When Keeping It Weird is Holding You Back. #
Imagine you are a usability study participant. You are instructed to use a product as though you were “out in the wild.” You talk out loud about your experiences using the product. And, you fumble around, making mistakes and discoveries in front of people.
The discomfort of diminished social feedback from the facilitator is supposed to serve two functions:
- By keeping you off-kilter, it’s supposed to feel more realistic to being alone and figuring a product out.
- By not providing social feedback, we’re reducing the risk of contaminating the study by inadvertently signaling what our desired responses are.
I would argue that nothing about a usability study environment is akin to experimenting with and discovering how to use a product independently. A research study environment is innately artificial. And, participants are aware they are being observed.
Allowing a person to sit in discomfort doesn’t automatically and unquestionably protect the integrity of the study. First, observations are all interpreted, and findings are inferred. So, it is never possible to remove people’s preferences and interests from a study. Second, the discomfort is its own kind of bias.
Being watched by others makes us feel exposed. Uncomfortable social interactions double our feelings of vulnerability. This can have multiple consequences for your study.
- It can make people feel self-conscious about expressing their difficulties.
- It can make people wish to appear smart or clever to counteract the feelings of vulnerability.
- It can prime people to prove their value to you.
- It can even cause people to internally confabulate a little bit. They’ll be looking for a way to release the valve of discomfort. They may project their discomfort on or blame the product for their ill-at-ease feeling.
I love qualitative research and believe we can learn many things from qualitative research projects. So, please understand me when I say that qualitative research is a human process with a certain amount of bias built in. I’m not dismissing all qualitative research or suggesting that we can’t take reasonable steps to avoid “leading the witness.”
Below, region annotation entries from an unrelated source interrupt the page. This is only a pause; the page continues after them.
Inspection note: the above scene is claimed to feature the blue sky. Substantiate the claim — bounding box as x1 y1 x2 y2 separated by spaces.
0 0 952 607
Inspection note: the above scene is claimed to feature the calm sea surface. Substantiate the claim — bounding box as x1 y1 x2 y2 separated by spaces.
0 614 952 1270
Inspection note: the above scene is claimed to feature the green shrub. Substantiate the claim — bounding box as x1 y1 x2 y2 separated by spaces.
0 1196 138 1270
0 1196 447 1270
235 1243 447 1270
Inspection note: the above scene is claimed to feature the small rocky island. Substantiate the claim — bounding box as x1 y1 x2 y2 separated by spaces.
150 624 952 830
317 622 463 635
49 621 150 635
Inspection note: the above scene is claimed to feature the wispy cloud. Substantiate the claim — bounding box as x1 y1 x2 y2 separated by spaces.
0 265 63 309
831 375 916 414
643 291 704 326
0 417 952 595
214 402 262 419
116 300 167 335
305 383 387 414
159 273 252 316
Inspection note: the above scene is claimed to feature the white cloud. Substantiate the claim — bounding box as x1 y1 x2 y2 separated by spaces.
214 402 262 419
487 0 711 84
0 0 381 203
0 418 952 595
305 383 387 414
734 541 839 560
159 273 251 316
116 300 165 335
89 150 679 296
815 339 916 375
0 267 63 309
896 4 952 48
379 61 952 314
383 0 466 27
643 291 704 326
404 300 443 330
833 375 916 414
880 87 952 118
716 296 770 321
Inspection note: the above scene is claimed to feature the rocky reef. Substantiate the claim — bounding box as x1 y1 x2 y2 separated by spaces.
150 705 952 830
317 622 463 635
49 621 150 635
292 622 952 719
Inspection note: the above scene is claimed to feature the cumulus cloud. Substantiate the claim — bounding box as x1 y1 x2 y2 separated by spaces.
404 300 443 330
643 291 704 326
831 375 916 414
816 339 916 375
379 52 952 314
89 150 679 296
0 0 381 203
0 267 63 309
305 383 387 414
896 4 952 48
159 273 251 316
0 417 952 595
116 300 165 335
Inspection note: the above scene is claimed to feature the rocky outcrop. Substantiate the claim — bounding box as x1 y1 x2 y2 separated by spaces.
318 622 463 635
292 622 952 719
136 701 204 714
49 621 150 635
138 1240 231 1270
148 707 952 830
What I am trying to say is that discomfort hacking has its own vulnerabilities and drawbacks.
What we can do #
- As in all facilitation efforts, we can build rapport with our participants so they feel more comfortable sharing their experiences and insights honestly and authentically.
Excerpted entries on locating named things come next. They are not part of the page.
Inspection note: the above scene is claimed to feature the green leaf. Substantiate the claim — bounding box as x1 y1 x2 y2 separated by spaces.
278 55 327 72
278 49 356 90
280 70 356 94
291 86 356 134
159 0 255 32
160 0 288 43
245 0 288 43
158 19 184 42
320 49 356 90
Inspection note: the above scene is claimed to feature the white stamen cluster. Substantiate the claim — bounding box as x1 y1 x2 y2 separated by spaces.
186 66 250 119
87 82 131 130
- If you’re worried about transmitting your desire for certain outcomes, you can always, always, always hire a neutral facilitator.
- If you are questioning the validity of this process, you can always design secondary or complementary studies to triangulate the results. In fact, if you want to go meta, you could always run two different sessions - one with discomfort hacking and one without - and use your secondary methods to determine which way elicited better feedback in the usability sessions.
And, what does this have to do with Higher Education? #
First, the student experience affects enrollment, retention, and student success. It can even affect student wellbeing. Improving the student experience is at the core of what we do. Validating our websites and online products and services is critical to understanding our work.
Second, many types of usability testing and user research can be done in-house. And, Institutions of Higher Education have every reason to run their own testing. It’s cheaper than hiring consultants, and it can be more efficient to do so with team members who know and work on the products.
Third, our tech stacks and performance metrics in higher education are more layered and complicated than they used to be. Knowing what is intuitive and what is difficult can profoundly impact product adoption and product commitment. It can also have impacts on our adherence to state and federal reporting requirements and to understanding our academic competitors.